Al Goldberg was at work in his office on the fifth floor of the Pentagon when the Department of Defense was created 60 years ago.

After six decades as a witness, participant and chronicler of Pentagon history, Goldberg is retiring as chief historian for the Office of the Secretary of Defense.

"These were an exciting 60 years," Goldberg noted at a ceremony last week at the Pentagon's Hall of Heroes, marking his retirement from 57 years of government service, including the past 34 as chief historian.

"Cardinals have less tenure, and comets don't come around as often," noted Stuart Rochester, the deputy historian.

Goldberg, who is 88, served as historian to 11 secretaries of defense, from Elliot L. Richardson to Robert M. Gates, and has long been regarded as the "institutional memory and historical authority for this department," Michael B. Donley, director of administration and management at the Pentagon, said at the ceremony.

Or, as Rochester has put it: "Before Google, there was Goldberg."

Goldberg, who first saw the Pentagon in 1943 while driving by on the highway, served with U.S. Army Air Forces in Europe during World War II. After the war, he was senior historian for the Air Force Historical Division from 1946 to 1965. "I was present up on the fifth floor at the creation of the Department of Defense" on Sept. 17, 1947, when James V. Forrestal was sworn in as secretary, in accordance with the landmark National Security Act, Goldberg recalled.

Goldberg was a co-author and co-editor of the 1964 Warren Commission report examining the assassination of President John F. Kennedy. After a stint as a senior staff member with the Rand Corp., Goldberg returned to the Pentagon in 1973 as chief historian, a position he held until his retirement.
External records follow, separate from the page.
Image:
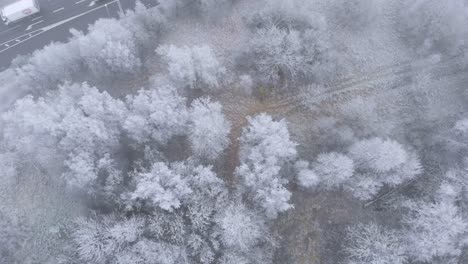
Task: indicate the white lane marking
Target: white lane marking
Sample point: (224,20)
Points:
(49,27)
(20,36)
(11,28)
(57,10)
(30,26)
(120,7)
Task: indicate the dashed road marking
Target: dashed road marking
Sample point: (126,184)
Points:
(30,26)
(60,9)
(49,27)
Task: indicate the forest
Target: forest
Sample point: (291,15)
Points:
(242,132)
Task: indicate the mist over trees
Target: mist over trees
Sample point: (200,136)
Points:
(241,132)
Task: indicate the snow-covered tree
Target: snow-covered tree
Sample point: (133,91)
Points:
(373,244)
(162,186)
(99,240)
(53,64)
(76,126)
(278,54)
(156,115)
(240,228)
(208,129)
(435,229)
(195,67)
(109,48)
(265,149)
(380,162)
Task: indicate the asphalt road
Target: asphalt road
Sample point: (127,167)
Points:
(53,23)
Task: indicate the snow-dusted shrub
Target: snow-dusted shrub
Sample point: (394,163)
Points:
(208,129)
(373,244)
(194,67)
(380,162)
(265,148)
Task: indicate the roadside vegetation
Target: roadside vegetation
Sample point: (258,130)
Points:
(241,132)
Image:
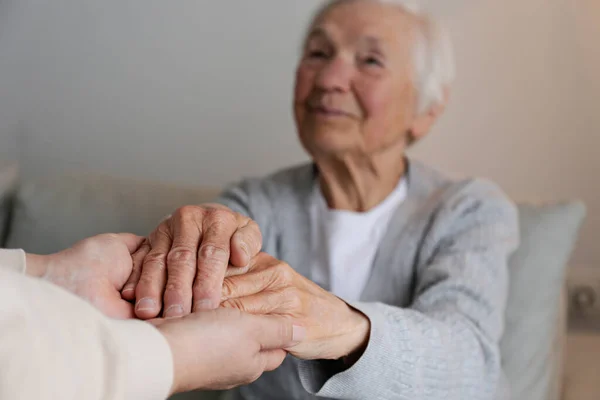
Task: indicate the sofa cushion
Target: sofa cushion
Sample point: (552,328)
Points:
(531,358)
(8,185)
(53,213)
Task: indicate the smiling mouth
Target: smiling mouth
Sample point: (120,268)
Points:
(327,111)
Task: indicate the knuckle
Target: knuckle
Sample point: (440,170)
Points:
(182,256)
(284,272)
(293,298)
(256,374)
(228,288)
(188,210)
(176,287)
(221,215)
(147,283)
(213,252)
(233,303)
(156,261)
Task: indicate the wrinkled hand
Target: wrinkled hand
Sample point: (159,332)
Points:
(334,329)
(220,349)
(182,266)
(94,269)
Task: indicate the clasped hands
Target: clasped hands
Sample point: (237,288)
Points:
(227,311)
(208,257)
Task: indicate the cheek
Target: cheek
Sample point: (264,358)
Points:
(304,84)
(385,107)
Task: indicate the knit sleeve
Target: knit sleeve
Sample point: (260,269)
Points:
(446,344)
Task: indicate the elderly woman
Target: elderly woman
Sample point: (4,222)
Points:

"If there was an individual who was enmeshed in the fabric of this institution, I think the case could be made it was Dr. Goldberg," said Michael L. Rhodes, director of the Pentagon's Washington Headquarters Services.

During his tenure, Goldberg oversaw the publication of 20 books, including a series still underway that will provide a comprehensive history of the Office of the Secretary of Defense.

The OSD histories are "the gold standard for governmental history," said retired Army Brig. Gen. David A. Armstrong, director of the Joint Chiefs of Staff historical office. "These books are the model of what government history can be."

Goldberg also wrote a history of the Pentagon's first 50 years. Most recently, he led a team of Defense Department historians in writing "Pentagon 9/11," an account of the 2001 terrorist attack on the building. It was a book he was determined to see published before stepping down.